As for your second comment, I was unclear earlier. I meant to say that each node holds a *unique* integer, lol. That is meant to get around any computational model (non-pointer machine) or programming language assumptions about whether you can grab memory addresses.
 

WildW

Senior member
Oct 3, 2008
984
20
81
evilpicard.com
As for your second comment, I was unclear earlier. I meant to say that each node holds a *unique* integer, lol. That is meant to get around any computational model (non-pointer machine) or programming language assumptions about whether you can grab memory addresses.
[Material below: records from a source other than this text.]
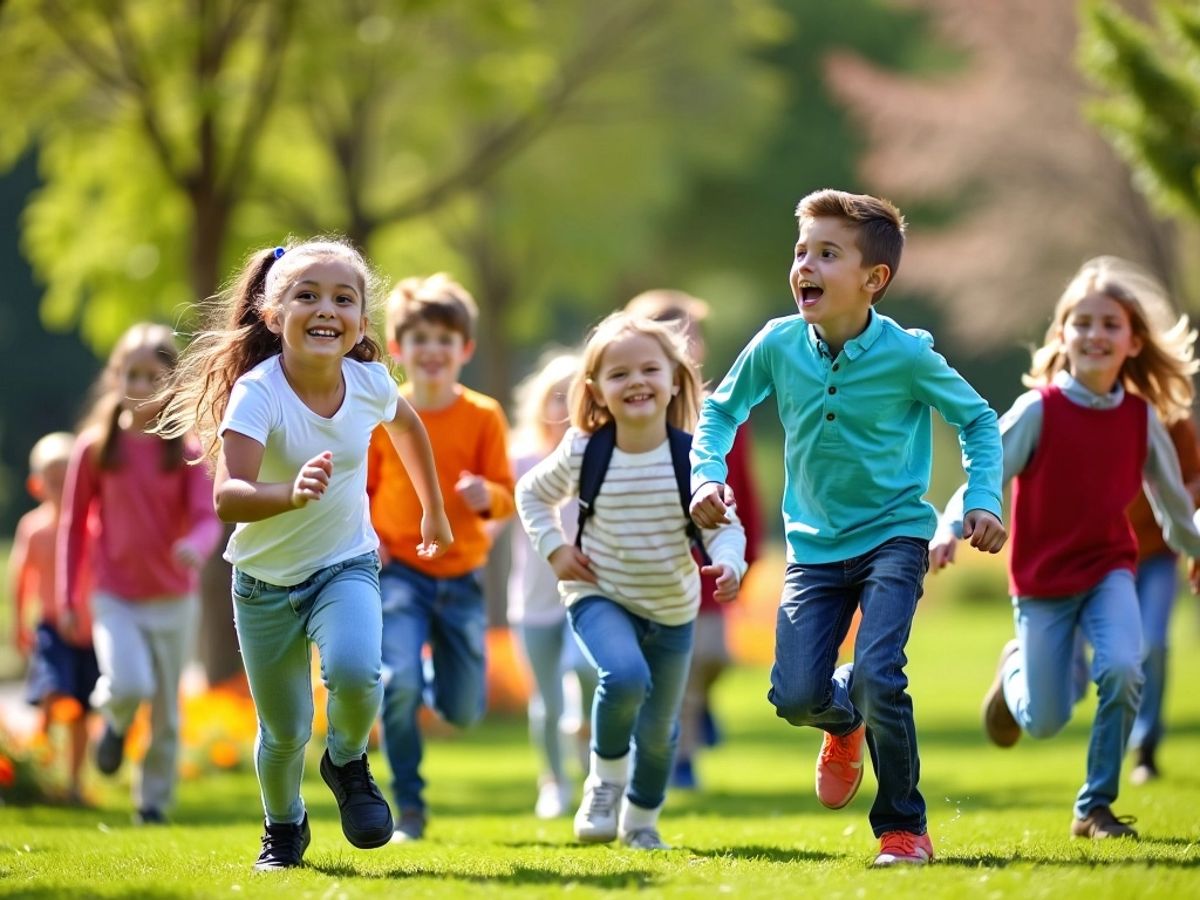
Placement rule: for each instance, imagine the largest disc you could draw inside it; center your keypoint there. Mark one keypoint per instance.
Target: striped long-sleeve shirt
(636, 537)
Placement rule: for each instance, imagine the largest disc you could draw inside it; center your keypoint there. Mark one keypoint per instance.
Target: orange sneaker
(904, 849)
(840, 768)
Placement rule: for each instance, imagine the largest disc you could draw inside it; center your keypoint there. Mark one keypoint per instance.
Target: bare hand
(711, 504)
(570, 564)
(984, 531)
(312, 480)
(473, 491)
(436, 535)
(727, 582)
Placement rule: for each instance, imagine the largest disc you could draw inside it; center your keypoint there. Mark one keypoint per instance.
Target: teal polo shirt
(857, 433)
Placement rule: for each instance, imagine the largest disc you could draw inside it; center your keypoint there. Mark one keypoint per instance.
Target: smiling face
(832, 286)
(635, 382)
(322, 315)
(1097, 337)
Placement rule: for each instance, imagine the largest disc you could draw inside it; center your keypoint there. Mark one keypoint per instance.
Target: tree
(1151, 105)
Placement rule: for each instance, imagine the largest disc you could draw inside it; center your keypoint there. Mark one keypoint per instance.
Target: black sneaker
(283, 846)
(366, 816)
(109, 751)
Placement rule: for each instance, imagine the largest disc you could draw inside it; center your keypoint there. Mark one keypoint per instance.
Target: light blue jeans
(1038, 681)
(642, 667)
(337, 609)
(449, 615)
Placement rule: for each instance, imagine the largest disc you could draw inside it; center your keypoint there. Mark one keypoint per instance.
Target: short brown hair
(437, 299)
(879, 223)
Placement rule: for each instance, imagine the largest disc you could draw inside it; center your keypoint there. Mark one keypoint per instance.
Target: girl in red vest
(1080, 447)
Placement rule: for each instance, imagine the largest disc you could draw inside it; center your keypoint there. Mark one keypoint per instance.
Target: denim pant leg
(1158, 582)
(459, 645)
(407, 611)
(1111, 624)
(892, 577)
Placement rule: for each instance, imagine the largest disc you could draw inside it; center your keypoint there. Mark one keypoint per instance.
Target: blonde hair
(1162, 371)
(108, 393)
(532, 430)
(51, 449)
(683, 409)
(235, 337)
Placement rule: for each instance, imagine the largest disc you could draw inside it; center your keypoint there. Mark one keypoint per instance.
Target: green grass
(999, 819)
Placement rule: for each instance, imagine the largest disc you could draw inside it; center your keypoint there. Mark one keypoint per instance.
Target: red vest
(1069, 522)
Ahh, that makes more sense, now I can see things getting potentially more interesting.

This is the moment I would consider implementing some crazy maths, and then not bother. Unless code is performance critical I tend to err on the side of code readability for some future programmer - which is usually myself 6 months down the line thinking "what is this idiot doing?" and then noticing my name on the code.

But now I shall read and learn at least.